Mochten er toch nog onduidelijkheden in te vertaling zijn dan komen die geheel voor mijn rekening.
Toespraak van de voormalige Minister-President van de Nederlandse Antillen Don Martina ter gelegenheid van de Herdenking van 60 jaar Statuut op 15 december 2014
Inleiding
Zestig jaar geleden heeft de strijd voor interne autonomie, die werd gedragen door de wens van ons volk om te kunnen beslissen over zijn eigen zaken en die onder leiding stond van onze staatsman ‘Dòktor’ Da Costa Gomez, zijn beslag gekregen in het Statuut dat werd ondertekend door onder andere Minister President dr. Efraim Jonckheer.
Dit historische feit markeert de overgang van de koloniale status naar een status van interne autonomie en, als zodanig, een belangrijke stap in het emancipatieproces van ons volk.
Die autonome status, in de volksmond ‘Baas in eigen huis’ genoemd, ademt het algemeen gedeeld verlangen van het Curaçaose volk om de verantwoordelijkheid te dragen voor zijn eigen lotsbestemming.

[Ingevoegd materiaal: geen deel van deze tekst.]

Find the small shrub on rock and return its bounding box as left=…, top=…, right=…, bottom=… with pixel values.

Laten we vaststellen dat 60 jaar Statuut overeenkomt met 60 jaar ‘Baas in eigen huis’.
Deze gedenkwaardige gelegenheid heeft ons geïnspireerd om een ogenblik stil te staan om na te denken over en de balans op te maken van het volgende:
- Wat voor soort baas waren wij en wat voor soort baas zijn we vandaag?
- Hoe hebben we ons huis onderhouden en verzorgd?
- Hoe hebben we onze autonomie beleefd en leven gegeven?
Deze vragen zijn zeer relevant omdat wij met het Statuut in staat zijn geweest veranderingen aan te brengen op het gebied van de staatsstructuur, maar even belangrijk en zelfs belangrijker is de vraag hoe wij inhoud hebben gegeven aan onze nieuwe taak, ons hernieuwd gezag en onze nieuwe verantwoordelijkheid die de autonomie ons heeft gebracht.
Overigens, als wij toen waren voorbereid en over de nodige competentie beschikten, hoe is het dan te verklaren dat ongeveer 56 jaar later wij onze indertijd verkregen autonomie nu door consensusrijkswetten gebonden zien aan voorwaarden om op 10-10-10 ons Land Curaçao in het leven te kunnen roepen als autonoom land binnen het Koninkrijk?
Welke factoren hebben ervoor gezorgd dat wij nu moesten accepteren dat een reeds verkregen autonomie aan voorwaarden werd gebonden?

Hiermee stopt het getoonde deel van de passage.